Home  Dsa   Encode and ...

Encode and Decode Strings problem and solution in Java and Python

This is a classic interview problem often seen in FAANG rounds. Let’s go step-by-step 👇


🧩 Problem: Encode and Decode Strings

Problem Statement

You are given an array of strings. You need to encode them into a single string so that they can be easily decoded back into the original array.

The key is to design an algorithm that works even when strings contain special characters, spaces, or numbers.


Example

Input:

["hello", "world"]

Encoded Output:

"5#hello5#world"

Decoded Output:

["hello", "world"]

💡 Intuition

We can’t just use a simple separator like , or | because what if one of the strings contains that character?

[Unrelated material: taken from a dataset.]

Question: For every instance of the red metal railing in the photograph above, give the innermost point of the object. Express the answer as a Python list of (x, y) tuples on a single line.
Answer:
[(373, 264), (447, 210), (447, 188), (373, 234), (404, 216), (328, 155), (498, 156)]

So we prefix each string with its length and a delimiter (for example, #) — this way, we always know exactly how many characters to read next.


🧠 Approach

Encoding

  1. For each string, calculate its length.
  2. Append length + '#' + string to the result.

Decoding

  1. Start reading from the beginning.
  2. Read characters until you reach # — that gives the length of the next string.
  3. Read exactly that many characters to get the string.
  4. Repeat until the end.

💻 Java Solution

import java.util.*;

class Codec {
    // Encode a list of strings to a single string.
    public String encode(List<String> strs) {
        StringBuilder sb = new StringBuilder();
        for (String s : strs) {
            sb.append(s.length()).append('#').append(s);
        }
        return sb.toString();
    }

    // Decode a single string to a list of strings.
    public List<String> decode(String str) {
        List<String> result = new ArrayList<>();
        int i = 0;
        while (i < str.length()) {
            int j = i;
            while (str.charAt(j) != '#') {
                j++;
            }
            int length = Integer.parseInt(str.substring(i, j));
            j++; // skip '#'
            String word = str.substring(j, j + length);
            result.add(word);
            i = j + length;
        }
        return result;
    }

    public static void main(String[] args) {
        Codec codec = new Codec();
        List<String> input = Arrays.asList("hello", "world", "foo#bar", "123");
        String encoded = codec.encode(input);
        System.out.println("Encoded: " + encoded);
        System.out.println("Decoded: " + codec.decode(encoded));
    }
}

🐍 Python Solution

class Codec:
    def encode(self, strs):
        return ''.join(f"{len(s)}#{s}" for s in strs)

    def decode(self, s):
        res, i = [], 0
        while i < len(s):
            j = i
            while s[j] != '#':
                j += 1
            length = int(s[i:j])
            j += 1
            res.append(s[j:j + length])
            i = j + length
        return res


# Example usage
codec = Codec()
encoded = codec.encode(["hello", "world", "foo#bar", "123"])
print("Encoded:", encoded)
print("Decoded:", codec.decode(encoded))

⏱️ Complexity

OperationTime ComplexitySpace Complexity
EncodingO(N)O(1)
DecodingO(N)O(N)

Where N is the total number of characters across all strings.


🧠 Real-world Analogy

This is similar to how network protocols encode data before sending over the wire — they add metadata like length before each message so the receiver knows where one message ends and the next begins.